Suaranya terus menggaung ditelingaku, aku tak mendengar kata-kata selanjutnya. Pikiranku berkutat pada kalimat yang sanggup membuat ambruk pertahanan tubuhku. Tapi aku tidak ambruk. Aku tak ingin kalah dengan situasi ini. Aku lebih memilih diam seperti batu. Batu karang yang kokoh diterpa ombak dan badai. Bibirku bergetar, aku tak sanggup berkata. Dihadapanku bersimpuh mahluk tak berdaya yang tiap detik meneteskan air mata penyesalannya. Dia menunduk lemas dan duduk bersimpuh dikedua kakiku. Aku tetap berdiri. Aku lebih memilih menjadi batu. Dia terus mengisakan tangisnya. Dia tidak cengeng, sebelumnya aku tak pernah melihatnya menangis. Ini merupakan hantaman besar untuknya. Matanya yang selalu bersinar kini menimbun luapan kesengsaraan. Dan tentunya aku yang lebih sengsara. Hantaman besar untukku menerima kutukan Tuhan ini.

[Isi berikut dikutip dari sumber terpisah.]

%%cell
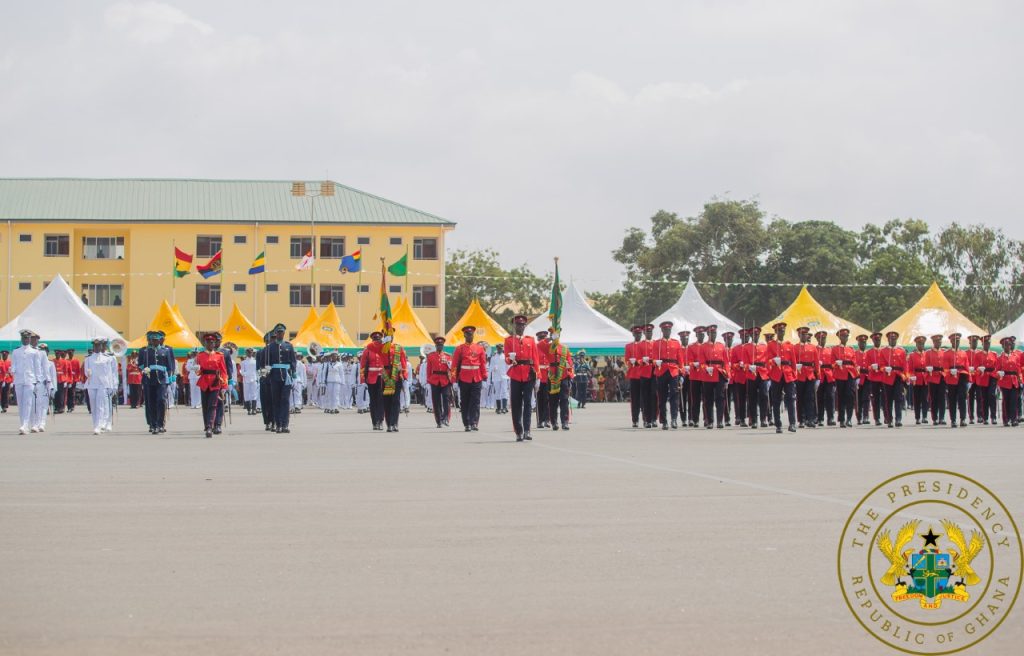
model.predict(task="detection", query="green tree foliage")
[444,249,551,329]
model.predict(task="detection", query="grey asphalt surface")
[0,404,1024,655]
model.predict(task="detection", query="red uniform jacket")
[971,351,999,387]
[427,351,455,387]
[505,335,543,383]
[996,351,1021,390]
[906,351,931,387]
[925,349,946,385]
[765,340,797,383]
[831,344,860,381]
[879,346,906,385]
[651,338,683,378]
[196,351,227,392]
[793,342,820,381]
[942,349,970,385]
[452,342,487,383]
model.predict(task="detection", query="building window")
[319,285,345,307]
[82,285,124,307]
[196,282,220,307]
[82,236,125,260]
[196,234,222,257]
[288,285,313,307]
[321,236,345,255]
[43,234,71,257]
[289,236,313,255]
[413,285,437,307]
[413,236,437,260]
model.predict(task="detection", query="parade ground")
[0,404,1024,656]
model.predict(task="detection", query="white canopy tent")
[651,280,739,341]
[0,273,118,351]
[526,281,633,355]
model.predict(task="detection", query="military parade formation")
[6,315,1024,442]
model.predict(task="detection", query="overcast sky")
[0,0,1024,290]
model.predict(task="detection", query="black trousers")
[537,378,552,427]
[816,381,842,425]
[509,374,537,435]
[928,381,946,424]
[459,381,483,426]
[700,377,726,426]
[430,384,450,424]
[367,377,384,426]
[882,378,906,424]
[548,379,573,428]
[657,371,679,426]
[270,373,292,429]
[769,379,797,428]
[836,378,857,424]
[199,390,221,431]
[946,376,967,424]
[381,379,406,428]
[142,383,167,428]
[746,376,771,427]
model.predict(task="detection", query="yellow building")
[0,178,455,341]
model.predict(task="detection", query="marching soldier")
[651,321,682,431]
[453,325,487,433]
[196,333,230,437]
[765,321,797,433]
[427,337,454,428]
[138,331,174,435]
[505,314,547,442]
[264,323,295,433]
[906,335,928,425]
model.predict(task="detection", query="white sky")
[0,0,1024,290]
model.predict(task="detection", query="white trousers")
[89,389,113,430]
[14,385,36,430]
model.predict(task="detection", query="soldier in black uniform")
[137,331,174,435]
[265,323,295,433]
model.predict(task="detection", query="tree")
[444,249,552,326]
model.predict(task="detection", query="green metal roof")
[0,178,455,226]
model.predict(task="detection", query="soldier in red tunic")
[196,333,227,437]
[427,337,455,428]
[652,321,682,431]
[505,314,546,442]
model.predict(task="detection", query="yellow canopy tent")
[292,303,355,349]
[761,286,869,344]
[128,300,201,349]
[444,299,509,345]
[220,303,263,348]
[377,298,434,350]
[882,282,985,345]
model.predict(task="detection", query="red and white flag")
[295,251,316,271]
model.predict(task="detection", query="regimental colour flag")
[174,247,191,278]
[338,250,362,273]
[295,250,316,271]
[196,251,223,278]
[249,251,266,275]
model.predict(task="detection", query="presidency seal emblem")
[839,470,1024,654]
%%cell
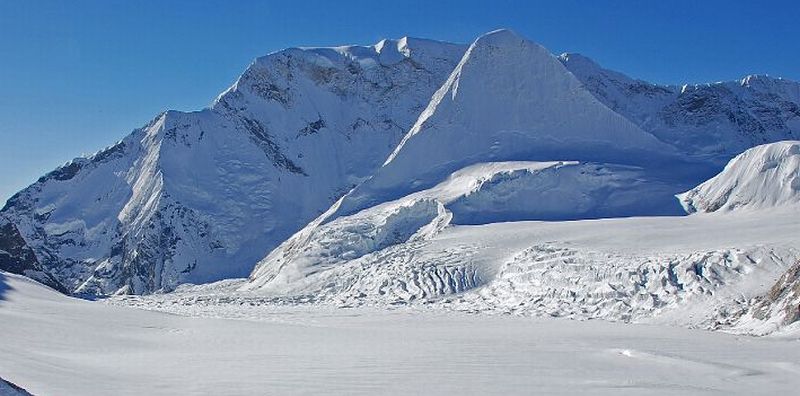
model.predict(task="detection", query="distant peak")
[558,52,600,68]
[475,29,527,46]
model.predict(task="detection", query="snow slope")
[678,141,800,213]
[559,54,800,161]
[0,38,464,294]
[0,273,800,395]
[0,31,800,295]
[337,30,677,215]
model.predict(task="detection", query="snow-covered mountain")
[678,140,800,213]
[559,54,800,164]
[238,31,800,331]
[0,31,800,294]
[0,38,464,294]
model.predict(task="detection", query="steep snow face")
[339,30,672,218]
[0,38,465,294]
[678,141,800,213]
[559,54,800,164]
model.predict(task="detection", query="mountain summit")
[0,30,800,295]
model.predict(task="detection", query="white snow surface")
[0,38,465,295]
[337,30,676,215]
[678,140,800,213]
[0,273,800,395]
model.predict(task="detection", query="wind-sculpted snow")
[678,141,800,213]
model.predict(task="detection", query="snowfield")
[0,274,800,395]
[0,30,800,395]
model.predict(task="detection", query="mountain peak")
[474,29,528,46]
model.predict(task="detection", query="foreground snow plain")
[0,274,800,395]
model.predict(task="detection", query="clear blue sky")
[0,0,800,203]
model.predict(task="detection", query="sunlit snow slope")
[0,31,800,295]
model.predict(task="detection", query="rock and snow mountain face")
[0,31,800,294]
[678,140,800,213]
[0,38,464,294]
[559,54,800,164]
[238,31,800,332]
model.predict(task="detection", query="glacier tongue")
[0,30,800,298]
[0,38,465,294]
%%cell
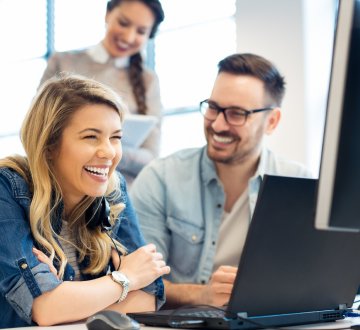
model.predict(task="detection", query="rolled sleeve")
[5,259,61,324]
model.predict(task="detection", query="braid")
[128,53,147,115]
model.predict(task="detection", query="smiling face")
[103,1,155,57]
[204,72,280,164]
[51,104,122,212]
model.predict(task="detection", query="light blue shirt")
[130,147,311,284]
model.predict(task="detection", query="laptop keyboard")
[176,309,225,318]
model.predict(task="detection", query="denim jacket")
[0,168,164,328]
[130,147,311,284]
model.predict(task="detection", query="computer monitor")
[315,0,360,231]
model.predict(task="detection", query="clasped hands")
[201,266,237,306]
[33,244,170,291]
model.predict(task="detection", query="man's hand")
[200,266,237,306]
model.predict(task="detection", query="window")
[0,0,236,157]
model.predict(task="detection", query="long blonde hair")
[0,74,125,278]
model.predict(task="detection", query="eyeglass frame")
[199,99,275,126]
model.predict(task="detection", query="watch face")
[111,271,129,285]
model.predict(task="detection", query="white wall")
[236,0,334,175]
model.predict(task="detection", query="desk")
[2,317,360,330]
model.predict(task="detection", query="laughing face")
[51,104,122,212]
[103,1,155,57]
[204,72,280,164]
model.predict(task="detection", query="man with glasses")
[130,54,311,307]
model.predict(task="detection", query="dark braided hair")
[106,0,165,115]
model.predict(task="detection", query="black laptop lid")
[228,175,360,316]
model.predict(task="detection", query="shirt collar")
[86,42,129,69]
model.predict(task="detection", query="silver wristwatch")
[111,270,130,302]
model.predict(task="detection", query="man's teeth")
[213,134,234,143]
[85,166,109,176]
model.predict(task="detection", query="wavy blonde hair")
[0,74,125,278]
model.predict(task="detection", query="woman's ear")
[265,108,281,135]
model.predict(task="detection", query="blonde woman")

Dia tetap bersimpuh di kedua kakiku sambil terus membiarkan airmatanya membahasi kakiku. Sudah dua jam aku berdiri kaku, tak ada rasa pegal ataupun kesemutan. Dalam kondisi biasa aku yakin aku tak akan sanggup berdiri selama itu tanpa bergeming. Ini lain aku masih kuat untuk tetap berdiri membatu Tuhan telah mengutuku akupun mengutuk dia dan diriku sendiri. Apa yang bisa kulakukan sebagai manusia. Apa ada yang sanggup menerima kenyataan pahit yang kualami? Aku bukan nabi yang selalu pasrah terhadap cobaan dan ujian yang diberikan Tuhan untuk-Nya. Aku bukan Rasul yang memiliki kebesaran hati menerima dengan mudah ketidakadilan yang Tuhan beri. Aku menuntut hakku tentunya. Aku tidak takabur, 30 Tahun aku hidup dengan memegang teguh ajaran-Nya. Seingatku aku tak pernah melanggar yang Tuhan larang, aku melaksanakan apa yang Tuhan anjurkan. Seingatku aku sudah mengumpulkan banyak pahala untuk bekal aku masuk Surga yang telah Tuhan janjikan. Aku meminta keadilan....
***



“Maafkan aku Ris, kau boleh memarahiku, memukulku, menamparku sesukahatimu. Tapi kumohon kau jangan diam seperti itu”.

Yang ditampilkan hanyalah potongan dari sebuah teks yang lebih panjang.